Damon Hill has accused Max Verstappen of deliberately crashing into Lewis Hamilton during Sunday’s explosive Italian Grand Prix.
Daniel Ricciardo claimed McLaren’s first victory in almost nine years on another afternoon of high drama at Monza’s Temple of Speed. Lando Norris, 21, took a career-best second as McLaren secured a fairytale one-two finish. Hamilton’s Mercedes team-mate Valtteri Bottas drove from last to third.
Ricciardo’s superb lights-to-flag victory, however, was overshadowed by yet another flashpoint in this most remarkable of Formula One seasons.
It arrived on lap 26 of 53. Pole-sitter Verstappen, running in a net-fourth position – after he was beaten to the opening bend by Ricciardo followed by a woeful 11-second pit-stop – saw Hamilton emerge from the pits ahead of him.
With Verstappen arriving for the Variante Del Rettifilo at 225mph, Hamilton, still getting up to speed, moved to his left to cover off his rival – but the Dutchman refused to down tools.
Verstappen ran out of room, on to the kerbs, and into Hamilton’s Mercedes – the floor of his Red Bull crushing his rival’s machine. Both men were out of the race and Verstappen retained his five-point championship lead.
Hamilton and Verstappen were summoned to the stewards at 5.15pm. At 6.41pm, the verdict was out – Verstappen was “predominantly to blame”. A three-place grid penalty at the Russian Grand Prix on September 26 and two penalty points his punishment.
“Looking at the replay of Max on Lewis, there was no way he was going to make that work,” said Hill, the 1996 world champion.
“The only conclusion is he might have been thinking ‘I have to take him out’. I don’t want to think that of any driver, but I think it was either an error of judgement or a calculated move to collide with Lewis.
“It is strong and I don’t like the idea that I’m accusing anyone of doing that, but he’s got a points advantage and this was a race which Mercedes was supposed to win.”
Hamilton’s Mercedes boss, Toto Wolff, was also critical of Verstappen. “One could see it as a tactical foul,” said Wolff.
“We don’t want to have situations in the future where one takes the other out, to avoid losing.”
The crash arrived just nine weeks after Hamilton’s opening-lap collision with Verstappen at Silverstone. Hamilton served a 10-second punishment but won the race.
Verstappen’s afternoon ended in the barriers and then hospital where he was treated with concussion.
In the immediate aftermath of their accident here, Verstappen stormed away from his cockpit without checking on Hamilton’s well-being, despite his Red Bull machine resting on his rival’s car.
“I saw Max get out and walk by and I found that surprising,” said Hamilton, who will seek the advice of doctors to determine if he is fit to race in Sochi.
“As drivers, when we do have incidents, we normally want to make sure the other guy is okay.
“But the good thing is I was able to get out. We live to fight another day.”
Defending his apparent snub, Verstappen, 23, said: “Lewis was fine. He was trying to reverse when I got out of the car. If you are not fine you don’t do that.
“Under braking, he moved to the left. I went around the outside, and he just kept on slowly leaving me without space, squeezing me, and I had to take the kerb. Unfortunately we touched. It was unnecessary.”
Hamilton, now with just one victory in his last 10 appearances, hinted that the rules need to be re-written to tackle Verstappen’s no-holds-barred approach.
“There is a point in which you have to concede, go across the run-off, and I am not sure why Max didn’t.
“This will continue, but we have to learn from our scenarios on track. I don’t have a history of these incidents and when you get away with things, you just continue to do it.

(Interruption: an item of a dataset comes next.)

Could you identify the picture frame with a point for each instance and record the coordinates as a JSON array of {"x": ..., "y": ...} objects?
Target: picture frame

“We do need to look into this so the right decisions are being made. Nobody wants to see anyone get injured. If we put better protocols in maybe we can avoid this sort of stuff in the future.”
Ricciardo profited from the crash with his lead unchallenged. The safety car was deployed for four laps after Hamilton and Verstappen collided, but the Australian delivered the perfect restart to lay the foundations for his eighth win, and first since 2018.
Norris pulled off a gutsy move on the inside of Charles Leclerc at Curva Grande to secure a remarkable one-two finish for Britain’s most successful Formula One team.
McLaren’s victory comes eight years, nine months and 18 days after Jenson Button won in Interlagos – Hamilton’s last race for McLaren before he moved to Mercedes.